Il brano scelto per la serata di MITO è il Concerto per due pianoforti contro l’orchestra, affiancato a due evergreen di Bach, la Suite in re maggiore per orchestra BWV 1068 e il terzo Concerto brandeburghese. Con il risultato (di certo auspicato dall’organizzazione) che il pubblico del Conservatorio è diviso fra nerd appassionati di P.D.Q. (fra cui il sottoscritto), curiosi e pubblico occasionale venuto “a sentire Bach” (quello vero).

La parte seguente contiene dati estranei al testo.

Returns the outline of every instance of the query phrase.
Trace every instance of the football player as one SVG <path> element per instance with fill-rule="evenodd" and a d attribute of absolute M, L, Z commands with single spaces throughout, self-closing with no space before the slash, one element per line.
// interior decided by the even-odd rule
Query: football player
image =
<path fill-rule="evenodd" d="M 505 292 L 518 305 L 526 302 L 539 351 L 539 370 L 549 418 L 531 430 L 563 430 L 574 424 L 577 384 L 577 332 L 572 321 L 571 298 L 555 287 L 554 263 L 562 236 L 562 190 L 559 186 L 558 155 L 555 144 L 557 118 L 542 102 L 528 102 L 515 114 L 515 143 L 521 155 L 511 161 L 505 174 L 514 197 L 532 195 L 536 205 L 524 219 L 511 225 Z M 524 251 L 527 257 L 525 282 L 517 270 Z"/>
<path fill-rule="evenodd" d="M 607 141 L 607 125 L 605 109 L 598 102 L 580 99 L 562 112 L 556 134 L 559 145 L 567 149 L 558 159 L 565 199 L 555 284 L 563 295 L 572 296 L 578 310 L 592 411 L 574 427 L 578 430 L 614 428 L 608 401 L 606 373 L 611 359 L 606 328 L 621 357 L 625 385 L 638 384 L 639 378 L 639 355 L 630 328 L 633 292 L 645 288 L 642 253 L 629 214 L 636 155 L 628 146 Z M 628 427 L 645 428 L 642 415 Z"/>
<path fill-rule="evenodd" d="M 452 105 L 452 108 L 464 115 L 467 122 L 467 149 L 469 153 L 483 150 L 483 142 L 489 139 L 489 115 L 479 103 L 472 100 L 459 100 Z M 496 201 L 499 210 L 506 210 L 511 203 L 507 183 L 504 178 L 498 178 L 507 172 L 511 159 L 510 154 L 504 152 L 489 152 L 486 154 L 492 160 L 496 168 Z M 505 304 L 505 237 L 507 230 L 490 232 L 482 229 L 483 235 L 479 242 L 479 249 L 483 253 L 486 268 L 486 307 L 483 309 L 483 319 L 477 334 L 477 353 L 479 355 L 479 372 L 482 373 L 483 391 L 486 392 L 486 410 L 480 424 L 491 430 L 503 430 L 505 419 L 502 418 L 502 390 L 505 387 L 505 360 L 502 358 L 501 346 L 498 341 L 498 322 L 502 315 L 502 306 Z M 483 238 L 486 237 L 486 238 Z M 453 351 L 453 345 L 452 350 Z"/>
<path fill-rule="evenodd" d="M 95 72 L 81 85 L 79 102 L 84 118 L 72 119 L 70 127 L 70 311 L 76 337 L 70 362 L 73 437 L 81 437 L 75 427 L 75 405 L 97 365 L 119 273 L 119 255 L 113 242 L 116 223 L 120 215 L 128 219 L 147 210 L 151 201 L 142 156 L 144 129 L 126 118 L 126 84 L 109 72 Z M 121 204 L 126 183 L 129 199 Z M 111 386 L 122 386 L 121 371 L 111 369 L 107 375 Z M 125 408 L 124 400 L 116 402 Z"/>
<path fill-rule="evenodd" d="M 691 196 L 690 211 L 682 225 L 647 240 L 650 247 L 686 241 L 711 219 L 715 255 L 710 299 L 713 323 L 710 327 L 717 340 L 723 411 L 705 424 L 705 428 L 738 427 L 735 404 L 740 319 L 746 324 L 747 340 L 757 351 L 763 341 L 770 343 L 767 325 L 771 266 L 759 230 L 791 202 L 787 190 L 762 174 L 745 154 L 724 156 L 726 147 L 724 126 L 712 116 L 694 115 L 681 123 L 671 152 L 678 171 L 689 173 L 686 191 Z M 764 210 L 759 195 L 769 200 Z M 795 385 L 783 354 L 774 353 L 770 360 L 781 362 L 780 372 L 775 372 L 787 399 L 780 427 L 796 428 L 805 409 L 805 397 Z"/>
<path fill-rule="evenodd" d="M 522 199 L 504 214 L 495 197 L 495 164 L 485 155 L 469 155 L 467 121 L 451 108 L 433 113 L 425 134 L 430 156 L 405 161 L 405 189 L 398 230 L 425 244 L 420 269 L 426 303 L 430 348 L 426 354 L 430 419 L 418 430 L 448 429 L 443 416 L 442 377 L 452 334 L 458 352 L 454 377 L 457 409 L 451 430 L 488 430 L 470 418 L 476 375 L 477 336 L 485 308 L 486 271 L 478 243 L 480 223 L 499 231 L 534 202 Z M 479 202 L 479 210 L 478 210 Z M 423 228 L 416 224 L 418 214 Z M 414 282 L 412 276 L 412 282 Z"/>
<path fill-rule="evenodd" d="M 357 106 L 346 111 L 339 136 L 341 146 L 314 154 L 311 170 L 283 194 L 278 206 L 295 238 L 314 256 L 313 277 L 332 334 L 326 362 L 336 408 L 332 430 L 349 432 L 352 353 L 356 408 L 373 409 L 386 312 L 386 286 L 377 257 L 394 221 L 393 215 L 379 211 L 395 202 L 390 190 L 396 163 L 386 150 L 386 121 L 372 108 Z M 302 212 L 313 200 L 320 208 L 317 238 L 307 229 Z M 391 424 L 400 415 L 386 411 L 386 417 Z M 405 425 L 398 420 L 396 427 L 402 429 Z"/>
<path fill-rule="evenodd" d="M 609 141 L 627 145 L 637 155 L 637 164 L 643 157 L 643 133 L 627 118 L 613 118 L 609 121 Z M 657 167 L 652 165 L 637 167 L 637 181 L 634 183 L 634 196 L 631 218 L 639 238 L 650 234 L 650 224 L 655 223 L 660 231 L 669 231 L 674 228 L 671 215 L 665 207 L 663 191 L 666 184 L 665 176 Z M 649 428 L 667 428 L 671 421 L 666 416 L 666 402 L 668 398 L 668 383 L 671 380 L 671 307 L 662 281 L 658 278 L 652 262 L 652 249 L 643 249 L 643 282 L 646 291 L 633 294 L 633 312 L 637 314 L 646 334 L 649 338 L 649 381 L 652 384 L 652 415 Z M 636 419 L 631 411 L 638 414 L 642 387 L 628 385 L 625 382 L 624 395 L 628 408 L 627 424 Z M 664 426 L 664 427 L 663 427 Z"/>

La musica di P.D.Q. – Schickele, comunque, trasforma un concerto “normale” (buona l’esecuzione de I Pomeriggi Musicali della Suite, non impeccabile quella del Concerto n. 3) in una serata da ricordare. Il Concerto per due pianoforti è una miniera di trovate divertenti, ma – soprattutto – un incredibile dispositivo per riflettere su che cosa ci aspettiamo dalla musica, sulla grammatica musica che possediamo, interiorizzata più o meno consapevolmente, e sui meccanismi di violazione delle norme che portano al riso. Un manuale, in sostanza, della parodia musicale, con il pezzo che si apre quasi normalmente, e poco a poco accoglie increspature, colpi spostati di triangolo o percussioni, fortissimi non preparati e del tutto incongrui, e – man mano che si procede – glissando grotteschi dei tromboni, progressioni di accordi che non finiscono mai, promesse di cadenze “tradite”… Fino a veri e propri sketch: il lancio di una monetina per decidere a chi tocchi la cadenza di pianoforte, gli orchestrali che leggono la "Gazzetta dello Sport" o si fanno selfie con il telefonino, il direttore che improvvisa passi di tip tap… Cazzeggio, sì: ma di classe, mai fine a se stesso (e anche la musica, a ben sentire, non è affatto male…). A loro agio nel ruolo (non facile) tanto il giovane direttore Alessandro Cadario quanto i due solisti, Herbert Schuch e Gülru Ensari.